Instructions: https://github.com/jonandernovella/gridka-pachyderm Relevant paper: https://doi.org/10.1093/bioinformatics/bty699

Scalable Scientific Analysis in Python using Pandas and Dask

Pandas is a Python package that provides data structures to work with heterogenous, relational/tabular data. It provides fundamental building blocks for a powerful and flexible data analysis. Pandas provides functionality to load a wide set of data formats, manipulate the resulting data and also visualize it using various plotting frameworks. We will show in the workshop how to clean and reshape data in Pandas and use the concept of split-apply-combine to do exploratory analysis on it. Pandas provides powerful tooling to do data analysis on a single machine and is mostly mostly constrained to a single CPU. To parallelize and distribute these tasks, one can use Dask.


Dask is a flexible tool for parallelizing Python code on a single machine or across a cluster. We can think of dask at a high and a low level: Dask provides high-level Array, Bag, and DataFrame collections that mimic NumPy, lists, and Pandas but can operate in parallel on datasets that don't fit into main memory. Dask's high-level collections are alternatives to NumPy and Pandas for large datasets. In the low level, Dask provides dynamic task schedulers that execute task graphs in parallel. These execution engines power the high-level collections mentioned above but can also power custom, user-defined workloads. In the tutorial, we will cover the high-level use of dask.array and dask.dataframe.

Under the hood: Bare Metal Embedded Programming in C

A single plain C file is sufficient to express an embedded program.

As the Arm Cortex-M architecture is designed with C-Code in mind, no assembly level system bring up code is required.
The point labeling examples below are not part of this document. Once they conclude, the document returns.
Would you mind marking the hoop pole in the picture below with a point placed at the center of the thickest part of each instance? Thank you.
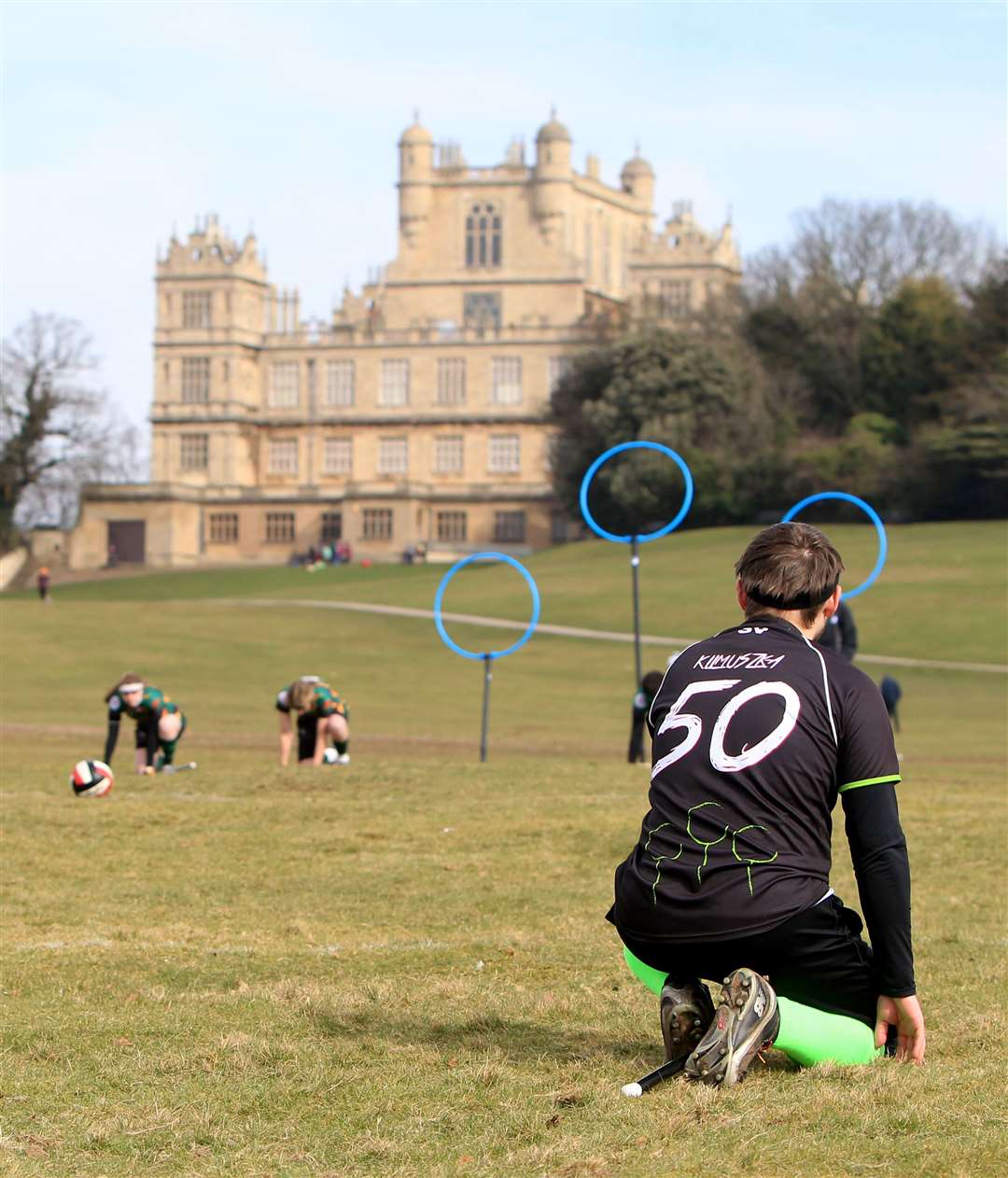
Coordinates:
(635, 565)
(486, 678)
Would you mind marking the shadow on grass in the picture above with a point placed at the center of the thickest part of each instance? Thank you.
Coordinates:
(514, 1038)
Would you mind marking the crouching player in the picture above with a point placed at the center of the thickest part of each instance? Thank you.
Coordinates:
(756, 733)
(159, 723)
(322, 718)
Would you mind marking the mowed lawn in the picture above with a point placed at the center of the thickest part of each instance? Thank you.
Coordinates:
(401, 967)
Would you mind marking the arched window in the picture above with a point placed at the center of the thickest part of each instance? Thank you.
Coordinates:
(483, 236)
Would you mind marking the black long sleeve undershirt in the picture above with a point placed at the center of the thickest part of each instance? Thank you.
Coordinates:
(111, 738)
(878, 853)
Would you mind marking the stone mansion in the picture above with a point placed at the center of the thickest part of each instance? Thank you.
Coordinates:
(419, 413)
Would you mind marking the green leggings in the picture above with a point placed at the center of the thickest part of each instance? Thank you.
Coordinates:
(806, 1035)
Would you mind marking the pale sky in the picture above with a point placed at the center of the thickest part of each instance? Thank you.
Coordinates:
(122, 120)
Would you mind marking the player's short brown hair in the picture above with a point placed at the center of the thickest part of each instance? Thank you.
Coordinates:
(129, 678)
(301, 694)
(789, 566)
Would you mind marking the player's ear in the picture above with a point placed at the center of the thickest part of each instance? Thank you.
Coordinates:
(832, 605)
(739, 593)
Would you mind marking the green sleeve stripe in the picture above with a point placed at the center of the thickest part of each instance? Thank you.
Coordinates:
(869, 781)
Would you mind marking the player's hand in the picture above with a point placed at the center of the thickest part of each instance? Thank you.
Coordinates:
(904, 1015)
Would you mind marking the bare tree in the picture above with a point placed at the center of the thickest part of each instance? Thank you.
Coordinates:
(55, 427)
(863, 251)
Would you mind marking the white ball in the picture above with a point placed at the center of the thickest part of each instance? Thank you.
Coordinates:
(91, 778)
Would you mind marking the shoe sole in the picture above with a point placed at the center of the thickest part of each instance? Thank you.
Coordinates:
(719, 1058)
(683, 1025)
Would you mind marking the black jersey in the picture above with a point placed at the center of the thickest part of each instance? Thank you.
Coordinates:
(756, 732)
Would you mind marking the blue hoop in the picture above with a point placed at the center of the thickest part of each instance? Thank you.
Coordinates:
(651, 535)
(873, 515)
(460, 565)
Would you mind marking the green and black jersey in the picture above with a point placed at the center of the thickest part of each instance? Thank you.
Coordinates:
(755, 734)
(324, 702)
(152, 706)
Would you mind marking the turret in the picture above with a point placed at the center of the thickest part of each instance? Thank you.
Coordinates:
(638, 179)
(553, 176)
(416, 176)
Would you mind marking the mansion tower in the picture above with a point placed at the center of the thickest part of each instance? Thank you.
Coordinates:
(419, 413)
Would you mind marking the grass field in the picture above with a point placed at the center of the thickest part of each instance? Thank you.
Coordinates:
(401, 967)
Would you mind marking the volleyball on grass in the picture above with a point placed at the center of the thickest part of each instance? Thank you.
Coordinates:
(91, 778)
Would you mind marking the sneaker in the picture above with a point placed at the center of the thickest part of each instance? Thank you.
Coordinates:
(747, 1020)
(685, 1012)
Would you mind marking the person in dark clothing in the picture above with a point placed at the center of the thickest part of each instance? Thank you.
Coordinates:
(755, 736)
(638, 714)
(840, 634)
(161, 723)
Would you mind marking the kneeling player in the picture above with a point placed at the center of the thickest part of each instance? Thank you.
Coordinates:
(756, 733)
(161, 723)
(322, 718)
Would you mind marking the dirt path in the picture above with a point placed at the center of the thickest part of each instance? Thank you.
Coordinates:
(572, 632)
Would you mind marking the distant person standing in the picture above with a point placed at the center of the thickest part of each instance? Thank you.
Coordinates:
(840, 634)
(638, 714)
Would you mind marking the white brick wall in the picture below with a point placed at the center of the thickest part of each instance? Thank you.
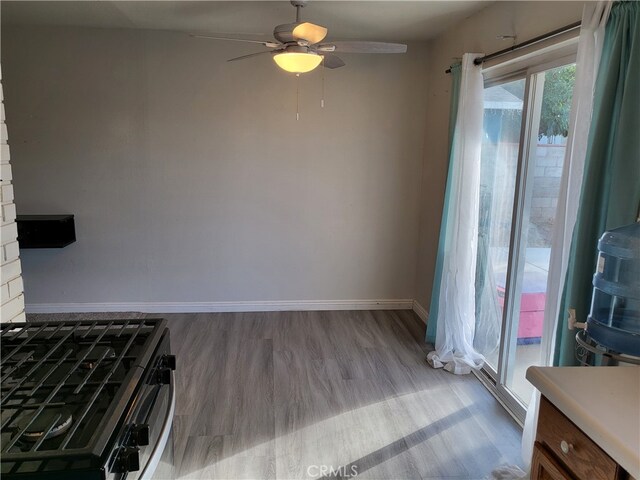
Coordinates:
(11, 287)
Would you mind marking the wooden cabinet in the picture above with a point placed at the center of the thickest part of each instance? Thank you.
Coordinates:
(563, 451)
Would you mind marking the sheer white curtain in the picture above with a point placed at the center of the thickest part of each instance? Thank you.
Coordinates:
(456, 312)
(594, 20)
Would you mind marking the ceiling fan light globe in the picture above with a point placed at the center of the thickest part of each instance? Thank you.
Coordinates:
(297, 62)
(310, 32)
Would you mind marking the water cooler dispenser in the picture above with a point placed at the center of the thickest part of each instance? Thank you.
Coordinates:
(614, 320)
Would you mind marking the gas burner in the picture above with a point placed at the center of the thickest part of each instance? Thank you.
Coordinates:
(21, 357)
(41, 424)
(91, 361)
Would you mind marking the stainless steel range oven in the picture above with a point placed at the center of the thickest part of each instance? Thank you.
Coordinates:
(86, 400)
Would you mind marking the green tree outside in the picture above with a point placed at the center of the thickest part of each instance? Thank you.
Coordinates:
(556, 101)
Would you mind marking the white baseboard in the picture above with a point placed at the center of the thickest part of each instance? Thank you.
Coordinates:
(420, 311)
(200, 307)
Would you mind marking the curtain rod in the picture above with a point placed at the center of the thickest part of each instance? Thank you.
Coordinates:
(533, 41)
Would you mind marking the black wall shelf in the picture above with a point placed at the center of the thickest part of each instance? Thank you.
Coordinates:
(45, 231)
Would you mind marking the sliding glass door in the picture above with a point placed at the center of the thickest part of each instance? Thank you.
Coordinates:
(526, 118)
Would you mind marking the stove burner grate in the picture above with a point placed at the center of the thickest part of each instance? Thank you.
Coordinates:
(50, 424)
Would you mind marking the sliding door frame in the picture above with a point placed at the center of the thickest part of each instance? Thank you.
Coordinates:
(496, 380)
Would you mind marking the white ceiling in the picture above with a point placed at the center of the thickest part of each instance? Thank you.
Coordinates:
(363, 20)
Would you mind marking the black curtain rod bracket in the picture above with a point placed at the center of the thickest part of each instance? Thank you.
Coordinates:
(533, 41)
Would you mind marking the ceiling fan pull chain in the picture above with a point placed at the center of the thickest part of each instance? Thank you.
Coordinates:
(322, 99)
(297, 97)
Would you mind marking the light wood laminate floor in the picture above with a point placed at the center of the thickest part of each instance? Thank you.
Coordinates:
(286, 394)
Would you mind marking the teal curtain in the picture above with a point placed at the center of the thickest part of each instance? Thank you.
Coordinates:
(610, 193)
(456, 74)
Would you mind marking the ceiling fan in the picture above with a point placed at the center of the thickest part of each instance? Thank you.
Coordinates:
(297, 48)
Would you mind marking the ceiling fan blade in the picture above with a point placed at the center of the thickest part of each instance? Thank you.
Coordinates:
(310, 32)
(261, 42)
(363, 47)
(332, 61)
(248, 56)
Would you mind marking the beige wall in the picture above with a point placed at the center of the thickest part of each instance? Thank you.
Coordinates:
(476, 34)
(192, 181)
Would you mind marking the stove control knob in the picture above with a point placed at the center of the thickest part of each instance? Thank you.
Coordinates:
(128, 460)
(169, 361)
(139, 435)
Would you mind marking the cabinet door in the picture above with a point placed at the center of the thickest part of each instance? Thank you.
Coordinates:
(544, 467)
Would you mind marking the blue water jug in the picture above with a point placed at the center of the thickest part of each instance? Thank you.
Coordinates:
(614, 320)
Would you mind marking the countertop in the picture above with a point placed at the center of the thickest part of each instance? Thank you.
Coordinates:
(604, 402)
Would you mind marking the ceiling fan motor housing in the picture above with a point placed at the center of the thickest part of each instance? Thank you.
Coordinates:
(284, 33)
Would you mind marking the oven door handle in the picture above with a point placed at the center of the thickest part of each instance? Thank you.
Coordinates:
(158, 448)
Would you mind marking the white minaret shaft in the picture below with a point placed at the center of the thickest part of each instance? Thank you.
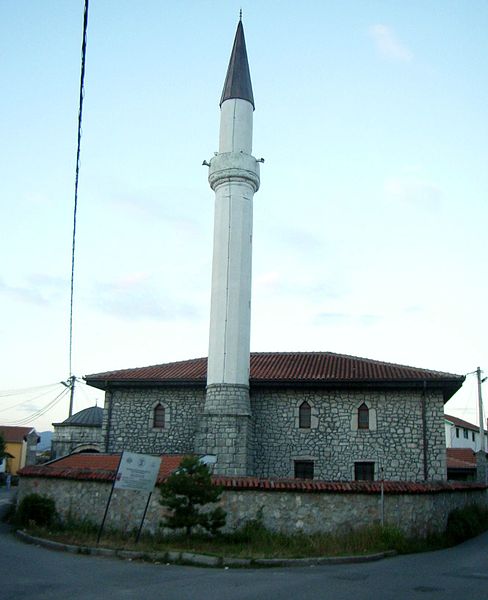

This workshop will teach you how to program C code on top of a bare metal CPU without an operating system or support libraries like libc.

It will give you insight on how linkers can be configured to run your program at the right location and placing data. We will use the free arm-gcc toolchain and related tools form the toolchain to analyze the program on assembly level to understand better how C-language is mapped to machine code depending on the chosen compiler optimization level and linker settings.

The workshop will further introduce you to how low level features like stacks and interrupts are used and how they map onto Arm Assembly code. One of the purposes of this course is to lay out the programming methods for talking to hardware in a minimal configuration. Our broader target is a better understanding of interaction with low level hardware and toolchains for embedded systems.

Last, but not least we will present debug techniques for low level / OS-development and might talk about security features of the used microcontroller platform.

In case you’re interested in reading material on the topic, we recommend “The Definitive Guide to ARM® Cortex®-M3 and Cortex®-M4 Processors 3rd Edition” – but it will be by now means required for participating in this course.

An internet connected laptop is required for participating in this workshop - please install the latest version of Docker on your system and verify its running and that your system is updated. We will provide a Docker-based Linux environment for you with a pre-installed arm-gcc toolchain.

Basic knowledge of the C-programming language is required.